Streaming API request parameters

Updated on Thu, 2013-10-17 16:26

Use the following request parameters to define what data is returned by the Streaming API endpoints:

delimited

This parameter may be used on all streaming endpoints, unless explicitly noted.

Setting this to the string length indicates that statuses should be delimited in the stream, so that clients know how many bytes to read before the end of the status message. Statuses are represented by a length, in bytes, a newline, and the status text that is exactly length bytes. Note that “keep-alive” newlines may be inserted before each length.

As an example, consider this response to a request to https://stream.twitter.com/1.1/statuses/filter.json?delimited=length&track;=twitterapi:

HTTP/1.1 200 OK
Content-Type: application/json
Transfer-Encoding: chunked

1953
{"retweet_count":0,"text":"Man I like me some @twitterapi","entities":{"urls":[],"hashtags":[],"user_mentions":[{"indices":[19,30],"name":"Twitter API","id":6253282,"screen_name":"twitterapi","id_str":"6253282"}]},"retweeted":false,"in_reply_to_status_id_str":null,"place":null,"in_reply_to_user_id_str":null,"coordinates":null,"source":"web","in_reply_to_screen_name":null,"in_reply_to_user_id":null,"in_reply_to_status_id":null,"favorited":false,"contributors":null,"geo":null,"truncated":false,"created_at":"Wed Feb 29 19:42:02 +0000 2012","user":{"is_translator":false,"follow_request_sent":null,"statuses_count":142,"profile_background_color":"C0DEED","default_profile":false,"lang":"en","notifications":null,"profile_background_tile":true,"location":"","profile_sidebar_fill_color":"ffffff","followers_count":8,"profile_image_url":"http:\/\/a1.twimg.com\/profile_images\/1540298033\/phatkicks_normal.jpg","contributors_enabled":false,"profile_background_image_url_https":"https:\/\/si0.twimg.com\/profile_background_images\/365782739\/doof.jpg","description":"I am just a testing account, following me probably won't gain you very much","following":null,"profile_sidebar_border_color":"C0DEED","profile_image_url_https":"https:\/\/si0.twimg.com\/profile_images\/1540298033\/phatkicks_normal.jpg","default_profile_image":false,"show_all_inline_media":false,"verified":false,"profile_use_background_image":true,"favourites_count":1,"friends_count":5,"profile_text_color":"333333","protected":false,"profile_background_image_url":"http:\/\/a3.twimg.com\/profile_background_images\/365782739\/doof.jpg","time_zone":"Pacific Time (US & Canada)","created_at":"Fri Sep 09 16:13:20 +0000 2011","name":"fakekurrik","geo_enabled":true,"profile_link_color":"0084B4","url":"http:\/\/blog.roomanna.com","id":370773112,"id_str":"370773112","listed_count":0,"utc_offset":-28800,"screen_name":"fakekurrik"},"id":174942523154894848,"id_str":"174942523154894848"}

The 1953 indicates how many bytes to read off of the stream to get the rest of the Tweet (including \r\n). The next length delimiter will occur exactly after 1953 bytes.

stall_warnings

This parameter may be used on all streaming endpoints, unless explicitly noted.

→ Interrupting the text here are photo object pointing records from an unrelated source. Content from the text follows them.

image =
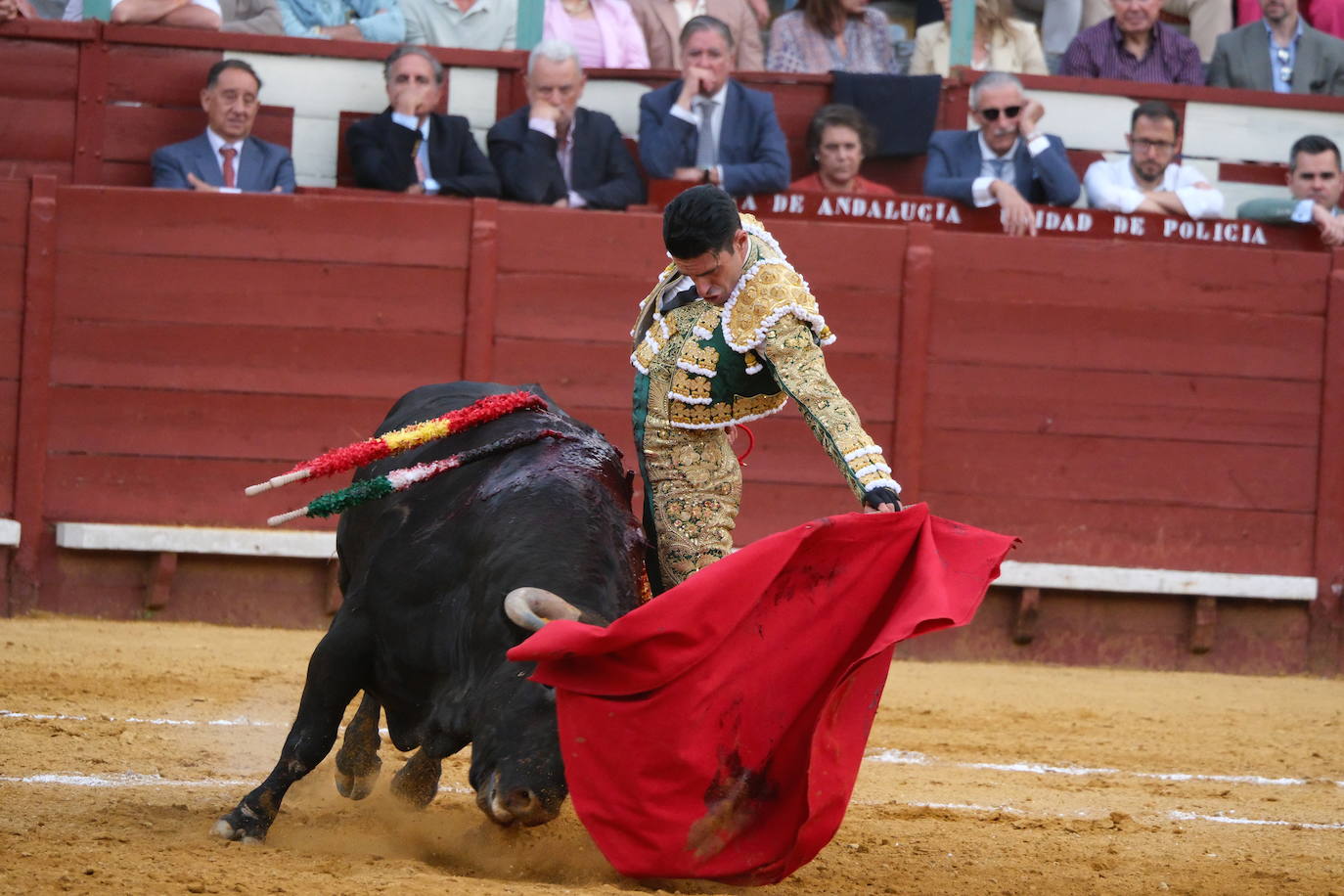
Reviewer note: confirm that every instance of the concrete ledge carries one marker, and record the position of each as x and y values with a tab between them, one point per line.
184	539
1176	582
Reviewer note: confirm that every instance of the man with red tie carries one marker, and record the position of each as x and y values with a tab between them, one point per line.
226	157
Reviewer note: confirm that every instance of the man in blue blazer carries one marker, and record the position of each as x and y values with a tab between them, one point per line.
708	128
226	157
1007	161
556	152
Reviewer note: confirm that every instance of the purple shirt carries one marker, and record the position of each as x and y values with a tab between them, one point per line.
1098	53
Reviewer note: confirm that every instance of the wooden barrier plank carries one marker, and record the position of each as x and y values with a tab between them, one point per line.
132	133
157	75
1136	338
380	230
39	70
998	398
1139	535
248	291
93	488
618	245
279	428
250	359
8	441
1010	465
1100	273
36	129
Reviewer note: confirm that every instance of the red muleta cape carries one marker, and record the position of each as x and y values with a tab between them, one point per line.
718	730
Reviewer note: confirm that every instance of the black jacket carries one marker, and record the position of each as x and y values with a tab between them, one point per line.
601	169
381	152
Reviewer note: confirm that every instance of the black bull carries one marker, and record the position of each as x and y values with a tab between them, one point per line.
423	630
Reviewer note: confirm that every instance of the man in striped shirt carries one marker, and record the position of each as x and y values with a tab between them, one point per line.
1135	46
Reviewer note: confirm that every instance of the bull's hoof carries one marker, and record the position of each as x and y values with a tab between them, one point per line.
241	825
356	786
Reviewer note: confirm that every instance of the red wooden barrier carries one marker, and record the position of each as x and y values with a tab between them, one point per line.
1182	418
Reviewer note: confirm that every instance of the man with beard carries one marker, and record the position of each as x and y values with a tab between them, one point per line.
1150	179
1007	161
1279	53
554	151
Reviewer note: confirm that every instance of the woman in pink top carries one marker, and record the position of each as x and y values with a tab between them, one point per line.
839	137
604	32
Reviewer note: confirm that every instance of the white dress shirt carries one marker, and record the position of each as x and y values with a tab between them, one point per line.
721	100
218	143
423	151
1111	186
563	154
980	186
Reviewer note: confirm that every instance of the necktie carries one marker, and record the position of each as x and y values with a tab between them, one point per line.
229	152
421	175
707	151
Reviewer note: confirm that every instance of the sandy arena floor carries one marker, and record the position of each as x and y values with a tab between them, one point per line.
119	743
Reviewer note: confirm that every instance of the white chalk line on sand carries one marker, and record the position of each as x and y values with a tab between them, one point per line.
910	758
135	780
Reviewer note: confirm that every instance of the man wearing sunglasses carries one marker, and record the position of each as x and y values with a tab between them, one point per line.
1279	53
1006	161
1149	179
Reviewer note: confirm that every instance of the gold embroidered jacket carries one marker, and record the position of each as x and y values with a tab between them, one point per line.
743	360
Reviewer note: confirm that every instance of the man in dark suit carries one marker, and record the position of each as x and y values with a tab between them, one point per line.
1007	161
1281	53
556	152
226	157
708	128
413	150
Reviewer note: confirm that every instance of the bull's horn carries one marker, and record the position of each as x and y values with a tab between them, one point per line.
534	607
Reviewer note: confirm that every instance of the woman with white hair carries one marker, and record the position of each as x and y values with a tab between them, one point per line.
1000	43
604	32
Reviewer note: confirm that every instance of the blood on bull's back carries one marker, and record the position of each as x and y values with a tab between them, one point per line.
425	625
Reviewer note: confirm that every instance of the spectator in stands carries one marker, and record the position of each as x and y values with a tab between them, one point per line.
1135	46
17	10
1059	21
1149	179
604	32
1007	161
556	152
1000	43
178	14
473	24
1207	19
832	35
1324	15
707	128
413	150
226	157
380	21
663	21
839	139
251	17
1281	53
1315	182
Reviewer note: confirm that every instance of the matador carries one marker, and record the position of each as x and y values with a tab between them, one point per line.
729	335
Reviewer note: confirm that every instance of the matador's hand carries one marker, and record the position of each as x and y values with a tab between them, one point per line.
880	501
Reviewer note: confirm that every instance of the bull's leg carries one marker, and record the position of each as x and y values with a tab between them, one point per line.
358	763
417	782
335	676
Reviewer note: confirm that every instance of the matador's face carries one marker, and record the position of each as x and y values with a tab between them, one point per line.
715	273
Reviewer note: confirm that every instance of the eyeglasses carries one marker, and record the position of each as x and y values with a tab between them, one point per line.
1140	144
1285	67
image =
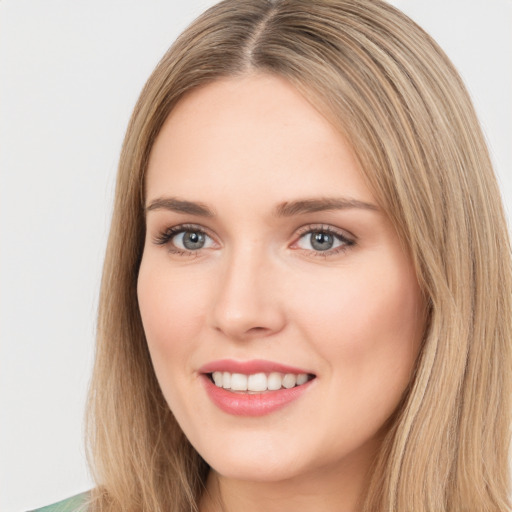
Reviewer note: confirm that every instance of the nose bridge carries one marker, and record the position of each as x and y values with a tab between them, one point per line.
247	301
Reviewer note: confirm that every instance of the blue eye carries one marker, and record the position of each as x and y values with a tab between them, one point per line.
190	240
323	240
184	239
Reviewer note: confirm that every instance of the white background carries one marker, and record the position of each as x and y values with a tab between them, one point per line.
70	73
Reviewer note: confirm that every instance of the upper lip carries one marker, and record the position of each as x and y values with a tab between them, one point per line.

Setting this parameter to the string true will cause periodic messages to be delivered if the client is in danger of being disconnected. These messages are only sent when the client is falling behind, and will occur at a maximum rate of about once every 5 minutes. This parameter is most appropriate for clients with high-bandwidth connections, such as the firehose.

Such warning messages will look like:

  1. {
  2.   "warning":{
  3.     "code":"FALLING_BEHIND",
  4.     "message":"Your connection is falling behind and messages are being queued for delivery to you. Your queue is now over 60% full. You will be disconnected when the queue is full.",
  5.     "percent_full": 60
  6.   }
  7. }

filter_level

This parameter may be used on all streaming endpoints, unless explicitly noted.

Setting this parameter to one of none, low, or medium will set the minimum value of the filter_level Tweet attribute required to be included in the stream. The default value is none, which includes all available Tweets.

When displaying a stream of Tweets to end users (dashboards or live feeds at a presentation or conference, for example) it is suggested that you set this value to medium.

See Introducing new metadata for Tweets for more information.

language

This parameter may be used on all streaming endpoints, unless explicitly noted.

Setting this parameter to a comma-separated list of BCP 47 language identifiers corresponding to any of the languages listed on Twitter's advanced search page will only return Tweets that have been detected as being written in the specified languages. For example, connecting with language=en will only stream Tweets detected to be in the English language.

follow

Available on POST statuses/filter.

A comma-separated list of user IDs, indicating the users whose Tweets should be delivered on the stream. Following protected users is not supported. For each user specified, the stream will contain:

  • Tweets created by the user.
  • Tweets which are retweeted by the user.
  • Replies to any Tweet created by the user.
  • Retweets of any Tweet created by the user.
  • Manual replies, created without pressing a reply button (e.g. “@twitterapi I agree”).

The stream will not contain:

  • Tweets mentioning the user (e.g. “Hello @twitterapi!”).
  • Manual Retweets created without pressing a Retweet button (e.g. “RT @twitterapi The API is great”).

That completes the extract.